The course is approved by the Medical Council of India (MCI) and
will be on offer from this year.
According to Hajela, despite the course not giving doctors the tag
to practise as a gynaecologist, government hospital doctors "are
willing" to enroll.
To address the issue of dearth of nurses, the government has also
introduced a six-month course for Auxillary Nurse Midwife (ANM),
after which one will reach the same level as a General Nurse
Midwife (GNM).
"There is a dearth of doctors, paediatricians and nurses; and the
government knows that it cannot compete with the market when it
comes to luring these professionals. So we have to come up with
innovative techniques to either retain them or somehow plug the
hole," he said.
For instance, the government was in a dilemma when doctors did not
respond to its call to work in the river island Majuli in Assam
which desperately needed good health services. The health minister
even tweeted saying that monetary incentives were failing to do
the trick.
"The problem got sorted out after we offered Rs.75,000 per month
to specialists to work in the island," Hajela told IANS.

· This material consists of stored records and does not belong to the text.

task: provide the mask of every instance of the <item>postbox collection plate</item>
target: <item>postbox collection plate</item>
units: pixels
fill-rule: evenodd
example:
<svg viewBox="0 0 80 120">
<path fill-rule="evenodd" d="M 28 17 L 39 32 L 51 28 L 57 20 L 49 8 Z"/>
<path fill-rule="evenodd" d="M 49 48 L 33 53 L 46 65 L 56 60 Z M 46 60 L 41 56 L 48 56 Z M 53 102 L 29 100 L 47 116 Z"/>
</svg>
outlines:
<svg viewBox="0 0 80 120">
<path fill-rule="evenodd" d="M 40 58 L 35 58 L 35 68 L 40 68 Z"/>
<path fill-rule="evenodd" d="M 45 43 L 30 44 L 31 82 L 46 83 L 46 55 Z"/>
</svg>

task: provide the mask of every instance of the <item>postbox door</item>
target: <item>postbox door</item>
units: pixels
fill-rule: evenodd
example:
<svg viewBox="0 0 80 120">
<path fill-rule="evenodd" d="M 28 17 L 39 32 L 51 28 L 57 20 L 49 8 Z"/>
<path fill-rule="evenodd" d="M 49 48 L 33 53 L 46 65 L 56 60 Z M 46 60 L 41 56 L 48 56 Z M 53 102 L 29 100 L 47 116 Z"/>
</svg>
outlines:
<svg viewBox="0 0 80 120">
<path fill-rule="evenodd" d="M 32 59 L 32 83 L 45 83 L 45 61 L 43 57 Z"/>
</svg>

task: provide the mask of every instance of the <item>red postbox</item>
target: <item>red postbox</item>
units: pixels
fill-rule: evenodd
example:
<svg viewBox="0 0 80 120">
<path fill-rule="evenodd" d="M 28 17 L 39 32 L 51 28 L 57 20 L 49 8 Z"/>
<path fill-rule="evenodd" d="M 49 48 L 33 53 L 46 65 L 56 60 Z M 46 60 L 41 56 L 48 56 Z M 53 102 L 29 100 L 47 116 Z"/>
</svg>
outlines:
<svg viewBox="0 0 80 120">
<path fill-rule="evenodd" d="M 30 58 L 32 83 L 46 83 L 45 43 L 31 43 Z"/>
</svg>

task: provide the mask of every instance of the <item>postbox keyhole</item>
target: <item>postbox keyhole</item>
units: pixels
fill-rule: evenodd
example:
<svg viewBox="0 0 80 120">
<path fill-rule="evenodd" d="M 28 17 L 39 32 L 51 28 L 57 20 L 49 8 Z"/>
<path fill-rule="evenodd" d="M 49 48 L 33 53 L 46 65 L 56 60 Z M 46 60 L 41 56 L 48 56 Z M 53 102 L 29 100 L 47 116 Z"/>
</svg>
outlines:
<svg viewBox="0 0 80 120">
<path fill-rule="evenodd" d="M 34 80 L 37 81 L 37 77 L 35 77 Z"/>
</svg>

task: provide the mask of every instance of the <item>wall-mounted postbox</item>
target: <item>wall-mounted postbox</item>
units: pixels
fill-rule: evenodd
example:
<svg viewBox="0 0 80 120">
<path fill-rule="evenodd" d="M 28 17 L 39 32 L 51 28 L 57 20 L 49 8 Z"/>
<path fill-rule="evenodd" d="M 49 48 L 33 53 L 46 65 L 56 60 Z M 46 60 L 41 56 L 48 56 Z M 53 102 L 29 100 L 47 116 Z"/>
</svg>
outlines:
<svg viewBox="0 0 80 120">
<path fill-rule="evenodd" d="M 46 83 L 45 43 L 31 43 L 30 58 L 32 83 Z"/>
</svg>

The state has, however, now made it mandatory for its medical
students to practise in a rural area for a year in order to be
eligible to do post-graduation in Assam. This has brought a fresh
lease of life to the primary health facilities in villages.
Tying up with medical colleges to spread awareness on various
issues, and giving them the role of mentoring is yet another
initiative. For a paediatric conference in the Karimganj district
for instance, the health department roped in the Silchar Medical
College.
Although Assam improved its MMR from 480 (2004-06) to 390, it is
still way above the national average of 212 - which, in itself, is
still far off from the Millennium Development Goal of bringing
down the MMR to 109 by the year 2015.